Figure 1.

Kurarinone (KAR) alleviates visceral hypersensitivity and inflammatory responses in mice with irritable bowel syndrome (IBS). An IBS mouse model was established as indicated. IBS mice (wild type on a C57BL/B6J background) were daily received intraperitoneally with PBS or KAR (> 99% purity, WuXi PharmaTech, Shanghai, China) at the dosage of 100 mg/kg/day beginning from 10 days post TNBS insults to the end of the experiment.

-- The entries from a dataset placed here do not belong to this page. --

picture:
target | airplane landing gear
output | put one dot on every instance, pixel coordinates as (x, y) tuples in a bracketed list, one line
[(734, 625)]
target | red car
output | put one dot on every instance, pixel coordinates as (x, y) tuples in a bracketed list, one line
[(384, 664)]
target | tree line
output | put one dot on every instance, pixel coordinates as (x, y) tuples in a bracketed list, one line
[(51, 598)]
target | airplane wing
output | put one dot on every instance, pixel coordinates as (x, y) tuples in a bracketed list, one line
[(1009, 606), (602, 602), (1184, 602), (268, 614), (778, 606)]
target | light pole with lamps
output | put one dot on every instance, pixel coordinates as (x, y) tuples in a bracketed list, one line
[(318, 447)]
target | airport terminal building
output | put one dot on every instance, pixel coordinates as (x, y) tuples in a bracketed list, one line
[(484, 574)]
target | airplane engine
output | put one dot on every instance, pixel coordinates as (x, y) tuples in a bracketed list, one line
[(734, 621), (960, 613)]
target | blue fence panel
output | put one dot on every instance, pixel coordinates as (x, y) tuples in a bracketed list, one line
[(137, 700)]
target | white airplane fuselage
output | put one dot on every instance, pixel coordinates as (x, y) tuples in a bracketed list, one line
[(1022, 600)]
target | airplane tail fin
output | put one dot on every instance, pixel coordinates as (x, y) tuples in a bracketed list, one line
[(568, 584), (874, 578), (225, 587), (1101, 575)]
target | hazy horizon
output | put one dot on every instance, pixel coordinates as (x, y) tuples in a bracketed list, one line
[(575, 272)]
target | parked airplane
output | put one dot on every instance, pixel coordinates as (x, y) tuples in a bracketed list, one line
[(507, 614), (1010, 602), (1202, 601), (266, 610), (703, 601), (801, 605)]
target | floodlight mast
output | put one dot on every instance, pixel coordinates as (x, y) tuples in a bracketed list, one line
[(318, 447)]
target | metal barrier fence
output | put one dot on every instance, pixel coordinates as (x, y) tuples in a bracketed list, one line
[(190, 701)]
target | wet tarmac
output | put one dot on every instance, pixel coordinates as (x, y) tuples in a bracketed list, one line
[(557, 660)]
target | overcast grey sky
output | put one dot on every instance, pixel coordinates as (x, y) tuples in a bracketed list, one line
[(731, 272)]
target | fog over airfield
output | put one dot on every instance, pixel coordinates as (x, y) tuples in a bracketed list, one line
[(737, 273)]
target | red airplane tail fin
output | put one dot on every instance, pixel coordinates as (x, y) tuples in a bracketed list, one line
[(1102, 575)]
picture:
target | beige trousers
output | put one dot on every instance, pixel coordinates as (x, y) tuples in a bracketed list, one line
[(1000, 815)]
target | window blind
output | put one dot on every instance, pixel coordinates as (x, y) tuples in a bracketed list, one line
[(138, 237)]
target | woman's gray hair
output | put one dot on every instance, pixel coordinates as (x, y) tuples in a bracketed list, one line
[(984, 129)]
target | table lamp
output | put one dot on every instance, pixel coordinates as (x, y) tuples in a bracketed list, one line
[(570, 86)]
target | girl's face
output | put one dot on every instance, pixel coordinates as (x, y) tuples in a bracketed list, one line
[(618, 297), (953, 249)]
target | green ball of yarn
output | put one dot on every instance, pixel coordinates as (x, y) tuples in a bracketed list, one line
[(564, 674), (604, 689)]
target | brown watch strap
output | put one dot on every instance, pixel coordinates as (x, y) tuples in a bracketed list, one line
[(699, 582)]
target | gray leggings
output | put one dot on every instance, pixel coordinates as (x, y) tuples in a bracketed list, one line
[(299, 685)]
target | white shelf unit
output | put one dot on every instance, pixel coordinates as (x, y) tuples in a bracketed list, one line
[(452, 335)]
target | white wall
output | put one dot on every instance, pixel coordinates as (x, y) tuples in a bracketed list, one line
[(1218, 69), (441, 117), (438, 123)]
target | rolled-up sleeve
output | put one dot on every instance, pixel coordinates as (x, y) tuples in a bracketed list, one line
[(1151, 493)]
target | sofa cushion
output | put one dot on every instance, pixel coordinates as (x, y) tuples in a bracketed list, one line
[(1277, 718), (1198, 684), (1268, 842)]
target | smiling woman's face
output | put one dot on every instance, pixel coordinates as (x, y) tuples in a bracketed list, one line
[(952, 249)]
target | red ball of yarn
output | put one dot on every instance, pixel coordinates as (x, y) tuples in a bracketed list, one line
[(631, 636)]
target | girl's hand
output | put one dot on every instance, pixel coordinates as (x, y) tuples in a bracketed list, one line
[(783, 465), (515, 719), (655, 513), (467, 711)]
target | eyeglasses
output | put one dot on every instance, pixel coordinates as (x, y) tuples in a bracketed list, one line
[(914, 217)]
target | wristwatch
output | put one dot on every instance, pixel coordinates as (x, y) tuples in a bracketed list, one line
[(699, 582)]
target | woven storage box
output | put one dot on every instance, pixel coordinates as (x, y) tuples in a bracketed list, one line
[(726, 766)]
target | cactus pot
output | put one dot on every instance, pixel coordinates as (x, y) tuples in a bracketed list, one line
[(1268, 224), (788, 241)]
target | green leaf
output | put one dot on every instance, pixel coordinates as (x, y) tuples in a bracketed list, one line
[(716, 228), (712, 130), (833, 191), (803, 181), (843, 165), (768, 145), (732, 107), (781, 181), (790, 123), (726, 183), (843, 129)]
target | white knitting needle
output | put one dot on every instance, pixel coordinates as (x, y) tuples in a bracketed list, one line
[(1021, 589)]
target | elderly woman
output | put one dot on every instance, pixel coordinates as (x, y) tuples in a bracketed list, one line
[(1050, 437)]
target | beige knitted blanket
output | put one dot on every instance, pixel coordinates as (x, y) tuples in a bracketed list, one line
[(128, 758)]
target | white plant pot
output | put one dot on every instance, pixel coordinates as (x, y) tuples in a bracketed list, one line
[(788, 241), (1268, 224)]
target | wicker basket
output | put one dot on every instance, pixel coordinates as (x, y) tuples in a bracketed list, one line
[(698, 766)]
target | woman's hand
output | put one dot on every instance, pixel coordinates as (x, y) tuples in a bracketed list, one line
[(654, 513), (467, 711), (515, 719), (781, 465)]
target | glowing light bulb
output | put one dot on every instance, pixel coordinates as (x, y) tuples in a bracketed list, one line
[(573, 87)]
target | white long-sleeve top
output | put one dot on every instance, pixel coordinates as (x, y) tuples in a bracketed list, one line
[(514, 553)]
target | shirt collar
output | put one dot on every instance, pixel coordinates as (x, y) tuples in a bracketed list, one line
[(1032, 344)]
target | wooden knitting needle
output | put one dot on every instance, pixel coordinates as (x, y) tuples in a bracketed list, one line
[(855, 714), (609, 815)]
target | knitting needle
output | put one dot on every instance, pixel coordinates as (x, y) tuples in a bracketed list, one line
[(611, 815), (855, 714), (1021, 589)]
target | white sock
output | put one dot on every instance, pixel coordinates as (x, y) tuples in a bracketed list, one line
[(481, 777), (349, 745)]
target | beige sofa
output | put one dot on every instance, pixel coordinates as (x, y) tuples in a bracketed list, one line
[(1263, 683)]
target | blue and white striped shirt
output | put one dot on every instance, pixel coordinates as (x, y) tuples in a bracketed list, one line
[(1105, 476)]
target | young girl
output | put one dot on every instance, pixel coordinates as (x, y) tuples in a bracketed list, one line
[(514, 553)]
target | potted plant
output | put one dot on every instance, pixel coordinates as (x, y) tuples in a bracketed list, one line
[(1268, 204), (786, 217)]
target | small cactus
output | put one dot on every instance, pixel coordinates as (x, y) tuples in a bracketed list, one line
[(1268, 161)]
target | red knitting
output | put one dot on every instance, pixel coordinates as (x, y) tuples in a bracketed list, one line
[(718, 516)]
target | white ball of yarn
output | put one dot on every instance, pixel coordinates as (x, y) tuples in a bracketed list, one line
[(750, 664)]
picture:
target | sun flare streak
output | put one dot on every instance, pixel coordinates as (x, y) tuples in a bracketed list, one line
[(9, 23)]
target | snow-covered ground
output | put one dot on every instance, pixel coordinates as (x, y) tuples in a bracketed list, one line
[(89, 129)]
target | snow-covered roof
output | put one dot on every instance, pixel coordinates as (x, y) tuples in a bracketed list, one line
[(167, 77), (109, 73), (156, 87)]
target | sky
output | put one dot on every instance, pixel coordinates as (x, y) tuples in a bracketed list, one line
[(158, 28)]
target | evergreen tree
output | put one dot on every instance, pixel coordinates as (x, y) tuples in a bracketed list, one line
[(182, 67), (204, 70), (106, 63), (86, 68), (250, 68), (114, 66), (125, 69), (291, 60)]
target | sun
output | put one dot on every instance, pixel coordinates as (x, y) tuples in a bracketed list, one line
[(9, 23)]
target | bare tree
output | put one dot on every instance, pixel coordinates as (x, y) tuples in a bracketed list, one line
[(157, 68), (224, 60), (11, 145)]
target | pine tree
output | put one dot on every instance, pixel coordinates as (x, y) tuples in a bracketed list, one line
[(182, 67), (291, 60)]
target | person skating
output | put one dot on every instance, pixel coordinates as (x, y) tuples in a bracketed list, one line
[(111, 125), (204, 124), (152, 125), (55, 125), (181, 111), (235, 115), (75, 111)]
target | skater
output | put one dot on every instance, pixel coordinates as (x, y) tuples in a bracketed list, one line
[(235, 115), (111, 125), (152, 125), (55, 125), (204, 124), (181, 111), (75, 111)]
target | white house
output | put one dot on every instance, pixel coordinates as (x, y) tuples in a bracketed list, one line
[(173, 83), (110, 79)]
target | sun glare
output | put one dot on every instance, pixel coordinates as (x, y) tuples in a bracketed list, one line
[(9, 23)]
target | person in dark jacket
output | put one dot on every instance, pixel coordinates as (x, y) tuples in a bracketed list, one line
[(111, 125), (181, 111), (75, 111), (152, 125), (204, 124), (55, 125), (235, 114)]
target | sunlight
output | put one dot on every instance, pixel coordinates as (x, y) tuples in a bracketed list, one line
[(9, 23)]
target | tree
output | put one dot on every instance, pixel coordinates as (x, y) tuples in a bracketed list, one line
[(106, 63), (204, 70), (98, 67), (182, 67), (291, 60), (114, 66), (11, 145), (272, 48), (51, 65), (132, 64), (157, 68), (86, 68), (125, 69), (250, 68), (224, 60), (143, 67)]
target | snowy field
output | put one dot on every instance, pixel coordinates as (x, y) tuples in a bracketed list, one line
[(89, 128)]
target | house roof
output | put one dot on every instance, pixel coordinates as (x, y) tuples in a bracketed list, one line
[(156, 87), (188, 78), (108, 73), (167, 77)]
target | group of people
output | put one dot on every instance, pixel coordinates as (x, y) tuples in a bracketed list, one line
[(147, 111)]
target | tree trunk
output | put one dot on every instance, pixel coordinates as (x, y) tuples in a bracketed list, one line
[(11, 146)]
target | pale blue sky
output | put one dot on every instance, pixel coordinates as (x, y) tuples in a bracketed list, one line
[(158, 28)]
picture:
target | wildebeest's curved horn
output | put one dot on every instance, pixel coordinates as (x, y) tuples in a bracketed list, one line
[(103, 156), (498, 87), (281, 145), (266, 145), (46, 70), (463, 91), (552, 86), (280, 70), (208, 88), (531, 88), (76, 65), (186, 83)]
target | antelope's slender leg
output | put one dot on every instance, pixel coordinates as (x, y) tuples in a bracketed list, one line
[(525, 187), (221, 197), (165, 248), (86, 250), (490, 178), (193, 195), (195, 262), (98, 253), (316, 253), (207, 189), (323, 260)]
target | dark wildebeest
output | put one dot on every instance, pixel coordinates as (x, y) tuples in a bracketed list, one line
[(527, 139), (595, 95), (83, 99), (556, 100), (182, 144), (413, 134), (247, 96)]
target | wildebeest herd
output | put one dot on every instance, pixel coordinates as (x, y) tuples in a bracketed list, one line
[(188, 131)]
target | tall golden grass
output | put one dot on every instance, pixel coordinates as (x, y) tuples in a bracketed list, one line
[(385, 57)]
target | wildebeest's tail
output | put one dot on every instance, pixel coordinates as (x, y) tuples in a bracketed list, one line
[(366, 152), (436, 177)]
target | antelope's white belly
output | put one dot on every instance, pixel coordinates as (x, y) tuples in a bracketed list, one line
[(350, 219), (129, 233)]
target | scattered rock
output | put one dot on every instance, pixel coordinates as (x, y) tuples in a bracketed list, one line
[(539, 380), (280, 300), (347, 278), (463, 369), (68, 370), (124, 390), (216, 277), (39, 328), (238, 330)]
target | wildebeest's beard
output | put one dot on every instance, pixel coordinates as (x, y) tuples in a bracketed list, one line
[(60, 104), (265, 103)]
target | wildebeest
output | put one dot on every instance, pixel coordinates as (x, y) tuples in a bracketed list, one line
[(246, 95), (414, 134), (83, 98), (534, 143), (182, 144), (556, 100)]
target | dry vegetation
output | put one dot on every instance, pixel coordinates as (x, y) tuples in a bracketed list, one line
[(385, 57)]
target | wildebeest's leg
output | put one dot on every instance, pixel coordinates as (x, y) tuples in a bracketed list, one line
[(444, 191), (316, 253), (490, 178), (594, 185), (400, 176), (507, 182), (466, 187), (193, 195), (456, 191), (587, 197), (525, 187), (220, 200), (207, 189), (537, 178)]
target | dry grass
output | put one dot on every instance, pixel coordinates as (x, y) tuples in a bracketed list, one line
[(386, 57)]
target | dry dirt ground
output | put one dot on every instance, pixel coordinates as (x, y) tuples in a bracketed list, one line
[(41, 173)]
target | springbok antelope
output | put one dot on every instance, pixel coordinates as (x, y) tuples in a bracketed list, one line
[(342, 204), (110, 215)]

Age- and gender-matched wild type (WT) mice that were not exposed to 2,4,6-trinitrobenzenesulfonic acid (TNBS) served as the control group. (A) The abdominal withdrawal reflex (AWR) test was performed to evaluate the visceral hypersensitivity in response to colorectal distention (CRD) in mice at distending volume of 0.25, 0.35, or 0.5 mL. (B) Kinetic visceromotor response (VMR) to CRD at distending volume of 0.25, 0.35, or 0.5 mL. (C) Bristol stool grade. (D) The first black stool time. Intestinal permeability was mirrored by serum (E) FITC-dextran and (F) LPS concentrations. (G) The level of MPO in the colon was measured to represent the activity of neutrophils. (H) The transcript expression levels of colonic IL-6, TNF-α, IL-1β, and IL-10 were measured by qRT-PCR. *P < 0.05, **P < 0.01, ***P < 0.001, one-way analysis of variance (ANOVA). n = 8 mice in each group. Representative results from one of three independent experiments were shown.